This will largely depend on your shell and the tools it has available to read
up to the point of a delimiter, ';'
in this case. If you have BASH or some similar shell, then the solution is trivial with substring removal:
#!/bin/bash
while read -d ';' -r line; do
((${#line} >= 12)) && [[ $line =~ http ]] &&
printf "%s\n" ${line##*/}
done < "$1"
If you are limited to POSIX shell, then the solution takes quite a bit more work and you will relay on sed
to parse the URL once it is isolated. Isolating each URL from a line containing multiple URLs separated by semi-colons is a bit tricky.
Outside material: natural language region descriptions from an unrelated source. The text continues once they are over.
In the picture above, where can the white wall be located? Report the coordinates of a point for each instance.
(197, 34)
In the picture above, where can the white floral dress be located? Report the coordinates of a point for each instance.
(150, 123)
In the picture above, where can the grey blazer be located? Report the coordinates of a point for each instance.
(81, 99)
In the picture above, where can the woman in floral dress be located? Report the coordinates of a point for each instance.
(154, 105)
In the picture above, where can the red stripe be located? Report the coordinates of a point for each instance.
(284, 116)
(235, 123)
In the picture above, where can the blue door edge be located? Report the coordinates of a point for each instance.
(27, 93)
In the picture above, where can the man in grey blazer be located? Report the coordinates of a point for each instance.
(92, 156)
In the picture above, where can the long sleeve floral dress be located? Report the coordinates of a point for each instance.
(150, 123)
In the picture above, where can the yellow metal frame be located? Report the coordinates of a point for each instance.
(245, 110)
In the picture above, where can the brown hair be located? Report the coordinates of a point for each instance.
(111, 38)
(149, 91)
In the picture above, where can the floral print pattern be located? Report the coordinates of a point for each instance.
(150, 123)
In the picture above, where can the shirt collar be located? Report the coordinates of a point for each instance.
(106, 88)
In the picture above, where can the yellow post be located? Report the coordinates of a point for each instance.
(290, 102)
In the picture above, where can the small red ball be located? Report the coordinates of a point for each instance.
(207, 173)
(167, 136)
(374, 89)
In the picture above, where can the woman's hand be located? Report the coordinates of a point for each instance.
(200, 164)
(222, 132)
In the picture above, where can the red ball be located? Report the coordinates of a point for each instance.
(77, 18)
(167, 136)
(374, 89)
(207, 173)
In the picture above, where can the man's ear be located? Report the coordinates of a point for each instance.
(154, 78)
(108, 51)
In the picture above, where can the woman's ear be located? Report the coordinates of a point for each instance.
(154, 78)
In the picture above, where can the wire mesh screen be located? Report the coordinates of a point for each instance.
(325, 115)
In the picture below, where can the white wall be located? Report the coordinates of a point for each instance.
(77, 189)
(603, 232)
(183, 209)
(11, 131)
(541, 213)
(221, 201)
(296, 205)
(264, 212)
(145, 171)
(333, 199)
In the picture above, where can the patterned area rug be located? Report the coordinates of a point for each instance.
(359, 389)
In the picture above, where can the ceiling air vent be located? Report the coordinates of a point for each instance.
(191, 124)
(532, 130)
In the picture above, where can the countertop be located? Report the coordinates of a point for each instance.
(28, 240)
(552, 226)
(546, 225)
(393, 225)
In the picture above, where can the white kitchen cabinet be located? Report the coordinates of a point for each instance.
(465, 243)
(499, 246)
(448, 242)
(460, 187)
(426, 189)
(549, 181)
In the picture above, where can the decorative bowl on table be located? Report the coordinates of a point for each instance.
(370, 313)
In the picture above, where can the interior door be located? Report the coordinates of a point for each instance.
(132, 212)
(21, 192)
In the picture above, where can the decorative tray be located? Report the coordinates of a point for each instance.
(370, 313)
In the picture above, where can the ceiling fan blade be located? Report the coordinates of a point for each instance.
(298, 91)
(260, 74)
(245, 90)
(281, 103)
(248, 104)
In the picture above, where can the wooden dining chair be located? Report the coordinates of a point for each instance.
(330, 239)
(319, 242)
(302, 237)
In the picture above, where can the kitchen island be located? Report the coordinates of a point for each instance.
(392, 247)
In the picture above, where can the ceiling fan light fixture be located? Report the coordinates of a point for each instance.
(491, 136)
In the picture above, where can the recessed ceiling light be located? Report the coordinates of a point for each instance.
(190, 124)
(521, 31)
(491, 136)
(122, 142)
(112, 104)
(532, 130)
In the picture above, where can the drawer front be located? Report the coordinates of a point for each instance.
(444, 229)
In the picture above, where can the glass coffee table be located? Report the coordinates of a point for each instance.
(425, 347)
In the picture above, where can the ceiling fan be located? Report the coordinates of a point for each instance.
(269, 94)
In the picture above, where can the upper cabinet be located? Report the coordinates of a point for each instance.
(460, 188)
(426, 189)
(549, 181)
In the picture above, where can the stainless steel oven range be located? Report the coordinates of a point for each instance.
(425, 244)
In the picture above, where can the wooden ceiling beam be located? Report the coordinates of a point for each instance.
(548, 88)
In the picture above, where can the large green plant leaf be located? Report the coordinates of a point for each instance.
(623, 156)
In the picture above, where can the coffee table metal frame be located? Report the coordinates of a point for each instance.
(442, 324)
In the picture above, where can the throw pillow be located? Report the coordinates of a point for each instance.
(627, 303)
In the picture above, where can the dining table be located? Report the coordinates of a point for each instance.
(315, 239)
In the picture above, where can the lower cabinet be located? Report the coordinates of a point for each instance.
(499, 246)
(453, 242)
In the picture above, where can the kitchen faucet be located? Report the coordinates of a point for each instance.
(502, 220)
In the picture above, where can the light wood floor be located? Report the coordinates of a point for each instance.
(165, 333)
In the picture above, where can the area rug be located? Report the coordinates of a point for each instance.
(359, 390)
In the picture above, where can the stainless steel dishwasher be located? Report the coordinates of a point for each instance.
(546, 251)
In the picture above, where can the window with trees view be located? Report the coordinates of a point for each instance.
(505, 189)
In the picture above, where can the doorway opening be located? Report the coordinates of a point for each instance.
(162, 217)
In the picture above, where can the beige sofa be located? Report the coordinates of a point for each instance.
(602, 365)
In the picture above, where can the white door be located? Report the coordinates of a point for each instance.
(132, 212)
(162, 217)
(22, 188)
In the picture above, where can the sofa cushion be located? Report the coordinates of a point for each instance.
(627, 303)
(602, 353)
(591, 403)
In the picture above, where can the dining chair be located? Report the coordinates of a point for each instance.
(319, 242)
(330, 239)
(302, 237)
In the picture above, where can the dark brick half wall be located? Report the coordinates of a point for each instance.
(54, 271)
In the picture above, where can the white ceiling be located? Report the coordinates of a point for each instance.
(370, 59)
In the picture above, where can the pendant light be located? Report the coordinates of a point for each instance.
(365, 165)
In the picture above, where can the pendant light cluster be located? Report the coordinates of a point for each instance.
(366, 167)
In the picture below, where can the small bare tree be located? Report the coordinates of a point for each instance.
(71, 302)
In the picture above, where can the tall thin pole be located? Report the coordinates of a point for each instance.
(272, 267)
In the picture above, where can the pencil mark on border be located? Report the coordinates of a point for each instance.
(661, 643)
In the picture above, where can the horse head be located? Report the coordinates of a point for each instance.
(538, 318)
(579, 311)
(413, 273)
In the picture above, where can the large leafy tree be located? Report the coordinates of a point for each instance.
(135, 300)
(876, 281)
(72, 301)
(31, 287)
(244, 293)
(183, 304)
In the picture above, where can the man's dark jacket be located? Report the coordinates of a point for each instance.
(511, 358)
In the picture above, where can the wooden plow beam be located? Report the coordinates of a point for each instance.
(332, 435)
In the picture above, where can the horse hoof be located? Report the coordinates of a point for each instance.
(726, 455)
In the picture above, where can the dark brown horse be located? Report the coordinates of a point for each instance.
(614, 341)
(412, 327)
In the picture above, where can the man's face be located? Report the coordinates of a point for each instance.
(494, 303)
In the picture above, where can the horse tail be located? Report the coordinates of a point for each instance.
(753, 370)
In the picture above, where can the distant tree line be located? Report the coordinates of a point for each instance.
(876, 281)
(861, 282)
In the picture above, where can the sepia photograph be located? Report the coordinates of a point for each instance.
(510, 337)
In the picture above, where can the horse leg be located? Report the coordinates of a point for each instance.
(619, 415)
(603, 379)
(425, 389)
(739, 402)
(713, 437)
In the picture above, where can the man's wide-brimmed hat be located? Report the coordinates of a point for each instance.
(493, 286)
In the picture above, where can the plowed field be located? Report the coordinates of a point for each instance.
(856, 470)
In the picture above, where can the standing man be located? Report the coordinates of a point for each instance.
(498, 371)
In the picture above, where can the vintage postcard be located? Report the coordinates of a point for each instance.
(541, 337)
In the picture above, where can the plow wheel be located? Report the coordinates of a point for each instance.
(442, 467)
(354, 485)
In POSIX shell you basically have to inchworm down each line read reading a character at a time (which is slow on large files) The following validates that each line considered as a URL contains http
at the beginning:
#!/bin/sh
url=""
while read -r line; do
len=`expr length "$line"`
urlstart=`expr index "$line" "h"`
line=`expr substr "$line" "$urlstart" "$len"`
while [ $len -gt 0 ]; do
c=`expr substr "$line" 1 1`
if [ x$c = 'x;' ]; then
if [ `expr length "$url"` -ge 12 ]; then
# printf "url: %s\n" "$url"
ulen=`expr length "$url"`
urlstart=`expr index "$url" "h"`
if [ $urlstart -gt 0 ]; then
if [ $urlstart -gt 1 ]; then
url=`expr substr "$url" "$urlstart" "$ulen"`
fi
urlflag=0
while [ `expr substr "$url" 1 4` != http ]; do
url=`expr substr "$url" 2 "$ulen"`
urlstart=`expr index "$url" "h"`
if [ "$urlstart" -eq 0 ]; then
urlflag=1
break
fi
url=`expr substr "$url" "$urlstart" "$ulen"`
ulen=`expr length "$url"`
if [ $ulen -le 12 ]; then
urlflag=1
break
fi
done
if [ $urlflag -ne 1 ]; then
if [ `expr substr "$url" 1 4` = http ]; then
echo "$url" | sed -e 's/http.*\///'
fi
fi
fi
fi
url=""
else
url="$url$c"
fi
line=`expr substr "$line" 2 "$len"`
len=`expr length "$line"`
done
done <"$1"
If you can ensure that only lines longer than some constant are the URLs, then you can dramatically improve the performance of the POSIX solution by not searching for and validating each string contains http
. To parse the URLs based on length, something similar to the following will work:
#!/bin/sh
while read -r line; do
printf "\n%s\n\n" "$line"
len=`expr length "$line"`
sidx=`expr index "$line" ";"`
while [ $len -gt 0 ]; do
if [ $sidx -gt 0 ]; then
let end=sidx-1
str=`expr substr "$line" 1 "$end"`
slen=`expr length "$str"`
if [ $slen -gt 12 ]; then
echo "$str" | sed -e 's/^.*\///'
fi
else
if [ $len -gt 12 ]; then
echo "$line" | sed -e 's/^.*\///'
fi
break;
fi
let start=sidx+1
line=`expr substr "$line" "$start" "$len"`
len=`expr length "$line"`
sidx=`expr index "$line" ";"`
done
done <"$1"
The length of 12
was simply arrived at as the shortest possible URL for a jpeg file (e.g. http://a.jpg
)
In all cases, the results are the same for the example file you have given:
Input
$ cat dat/httppaths.txt
;56.95;Vilten tas met twee hanen in kleur http://staging.tassenmagazijn.nl/\
media/catalog/product/cache/0/image/a94bc919ee025799dd7ec1f1b7884918/1/0/10_vilte\
n_tas_2b_2.jpg;http://staging.tassenmagazijn.nl/media/catalog/product/2/0/10_vilte\
n_tas_2c_1.jpg;http://staging.tassenmagazijn.nl/media/catalog/product/2/0/10_vilte\
n_tas_2d_1.jpg;;;;;;;Fixed;New;Send;True;
Use/Output
$ sh parsehttppath.sh dat/httppaths.txt
10_vilten_tas_2b_2.jpg
10_vilten_tas_2c_1.jpg
10_vilten_tas_2d_1.jpg